Parents also need to take time to talk with their children about important safety rules. The National Safety Council offers these safety reminders:
- Children who walk to school should use sidewalks whenever possible. On streets with no sidewalks, walk on the side of the road, facing traffic.
- Children riding bicycles to school should always wear helmets. They also should ride on the right side of the road, single file, following all rules of the road.
- Children taking buses should get to their bus stops early and stand well back from the curb, especially when a bus is approaching.
- Bus riders should always walk in front of a bus, where the driver can see them, and get on or off a bus when the driver says it’s okay.
- Stay seated on the bus until it has completely stopped.
“Children also should be reminded to cross streets at corners, using crosswalks and traffic signals when available,” said Vince Burks, a senior assistant vice president with Amica Insurance. “And before crossing the street, they should stop and look all ways to see if a car is coming – and make sure the driver sees them.”
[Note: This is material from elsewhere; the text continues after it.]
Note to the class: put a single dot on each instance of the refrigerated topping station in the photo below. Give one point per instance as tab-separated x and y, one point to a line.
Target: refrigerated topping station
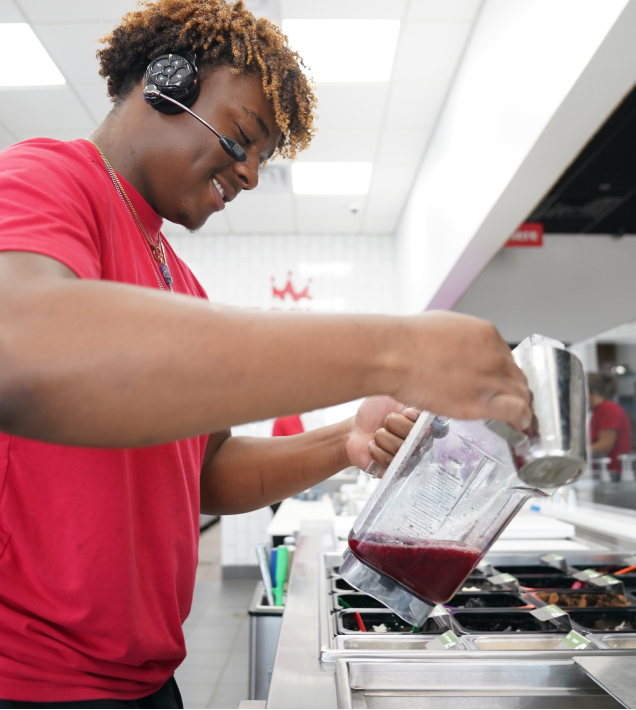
498	643
543	620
Motorists also need to use extra caution, especially before and after school, Burks said. Here are five quick reminders:
- Watch for children at intersections and in crosswalks, especially those with no crossing guards.
- Take extra care when entering or exiting driveways.
- Beware of children darting out from between parked cars.
- Be careful when following or approaching a school bus, especially near bus stops.
- Don’t pass a school bus on the right and stop for any school bus that is stopped with its lights flashing while children are entering or exiting the bus.
Another risk comes into play with older students who will drive themselves to school for the first time this year, Burks said. They are sharing the roads and parking lots with other new drivers, so it is important to remind them to be especially cautious when driving to and from school.
“Many children will be going to school for the first time, so they may not be careful when crossing the street or running to catch the bus,” said Vince Burks, a senior assistant vice president with Amica Insurance. “Older children know the routine, but may forget basic safety rules in their excitement to catch up with old friends or start classes in a new school.”
That’s why motorists need to be extra careful, especially while driving in residential areas and school zones, Burks said. “It’s important to slow down when approaching kids walking or riding their bikes, because they can be unpredictable and dart in front of you at any time.”
“The start of the school year is a good time for us all to review these basic safety rules,” Burks said. “We all need to work together to protect children so they have a safe, fun school year.”